Column | Aanslag

Ik hing onderaan een kunststof bult, tussen stinkende kinderschoenen, in het sympathieke pretparkje ‘Oud Valkeveen’. Het was zondag aan het begin van de middag en ik zat er al doorheen. Eerder die ochtend had ik met drie dochters een uur in de hal van het Radiogebouw op het Mediapark gewacht op hun moeder die te gast was in het programma De Perstribune. Er is daar veel en weinig te doen, ze hadden een parcours gemaakt met de kussens van de witte bankstellen, en Frida van Roosmalen (3) had de beker chocolademelk die ze van de bewaking had gekregen over zichzelf heengegoten.
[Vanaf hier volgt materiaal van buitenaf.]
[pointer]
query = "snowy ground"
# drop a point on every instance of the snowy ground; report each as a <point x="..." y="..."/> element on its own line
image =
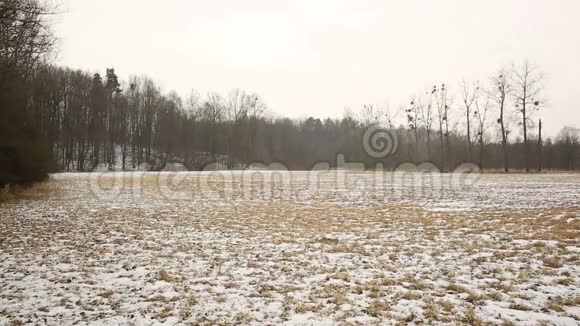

En nu lag ik ze een paar kilometer verderop aan te moedigen terwijl ze met een handvol andere kinderen vergeefs omhoog probeerden te klauteren, tegelijkertijd scrolde ik op mijn iPhone. Ik keek naar de actualiteit, naar de meteen al iconische foto’s van Donald Trump. Hij had een moordaanslag overleefd in Butler in Pennsylvania, bloedde aan een oor en balde een vuist. En naar de reactie daar weer op van Charles Groenhuijsen, die precies op het goede moment weer lijkt herrezen. Bij gebrek aan talkshowtafels is hij zichzelf maar gaan filmen. Daar gaan we in de aanloop naar de presidentsverkiezingen nog ontzettend van genieten, desnoods 24 uur per dag.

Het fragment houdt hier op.